Com’è nata l’idea di pubblicare Jacques?
Jacques è nato dalla volontà di pubblicare una rivista che potesse essere allo stesso modo veramente sensuale ed elegante. Il nostro obiettivo è di rappresentare le donne nel modo migliore. Non siamo assolutamente una rivista modaiola, e stiamo facendo tutto il possibile per lavorare con ragazze che escono al di fuori dai canoni della bellezza imposti da tutte le riviste di moda. Partiamo dal presupposto che il nostro magazine sia per un pubblico vasto, non solo i soliti lettori tra Parigi e New York. Ci piace l’idea di poter portare un sorriso a lettori in tutto il mondo.
Da qui a selezionare gli artisti con cui lavorate, qual è il criterio di scelta?
Lavoriamo principalmente con un piccolo team di persone che raramente cambia, e siamo convinti che sia giusto mantenere un gruppo piccolo ma ben affiatato invece di correre dietro a nuovi collaboratori per ogni numero. Vorremmo fare in modo che il tutto rimanga coerente e Jacques diventi una rivista di prestigio per il prossimo decennio.

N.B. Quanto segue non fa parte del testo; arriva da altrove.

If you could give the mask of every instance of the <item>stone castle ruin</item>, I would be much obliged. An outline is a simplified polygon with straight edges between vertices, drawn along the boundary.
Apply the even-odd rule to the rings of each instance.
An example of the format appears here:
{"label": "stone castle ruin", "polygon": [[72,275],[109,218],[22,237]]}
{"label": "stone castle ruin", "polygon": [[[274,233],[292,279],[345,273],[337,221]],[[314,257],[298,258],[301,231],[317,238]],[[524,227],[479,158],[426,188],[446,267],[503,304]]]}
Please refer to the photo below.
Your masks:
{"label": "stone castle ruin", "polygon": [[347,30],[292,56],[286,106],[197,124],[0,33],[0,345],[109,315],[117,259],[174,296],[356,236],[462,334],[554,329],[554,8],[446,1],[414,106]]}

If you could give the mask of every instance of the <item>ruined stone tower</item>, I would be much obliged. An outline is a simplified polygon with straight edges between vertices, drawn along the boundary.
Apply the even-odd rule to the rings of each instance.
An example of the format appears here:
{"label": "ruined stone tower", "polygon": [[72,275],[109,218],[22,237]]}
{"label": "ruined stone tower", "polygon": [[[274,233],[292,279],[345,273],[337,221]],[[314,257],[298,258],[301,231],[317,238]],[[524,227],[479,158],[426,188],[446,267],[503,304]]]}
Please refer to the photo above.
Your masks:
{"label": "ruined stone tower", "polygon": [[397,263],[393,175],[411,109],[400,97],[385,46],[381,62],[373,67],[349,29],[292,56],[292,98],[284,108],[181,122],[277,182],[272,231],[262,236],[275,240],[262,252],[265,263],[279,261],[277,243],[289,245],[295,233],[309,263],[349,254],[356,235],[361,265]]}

Vi occupate di altro oltre a Jacques?
Danielle faceva la Modella ed io il fotografo, ora ci dedichiamo molto a nostro figlio e alla rivista.
Se vi chiedo di darmi una definizione di editoria indipendente?
Se non fai parte dei gruppi come Conde Nast o Hearst allora sei quasi di sicuro un’indipendente. Non abbiamo nessuno a cui dover rendere conto e ciò significa che abbiamo molta libertà. Possiamo prenderci qualsiasi rischio vogliamo, e seguire i nostri cuori cercando di prendere le migliori decisioni possibili durante il percorso, sperando che anche i nostri lettori di divertano con noi.
Del futuro dell’editoria indipendente cosa ne pensate?
La situazione attuale è patetica, nel senso che non comprendo come grossi gruppi editoriali siano capaci di fornirci contenuti e riviste veramente imbarazzanti. Dovrebbero vergognarsi con la quantità di spazzatura che ci offrono e quanti soldi buttano per pubblicarla. Mentre per il resto dei piccoli editori, il nostro motto è di continuare a provarci e di non smettere di seguire il proprio cuore. Non ascoltate le idiozie che vi raccontano i distributori. Inoltre, nel nostro caso specifico, speriamo che le agenzie di modelle si accorgano che le riviste sembrano tutte uguali e che non ci sono solamente modelle anoressiche dell’Est Europa in giro ma bellezze di ogni tipo e taglia. Ecco, ho detto la mia!
Un libro che consigliereste?
In Praise of Shadows di Junichiro Tanazaki. È incredibile!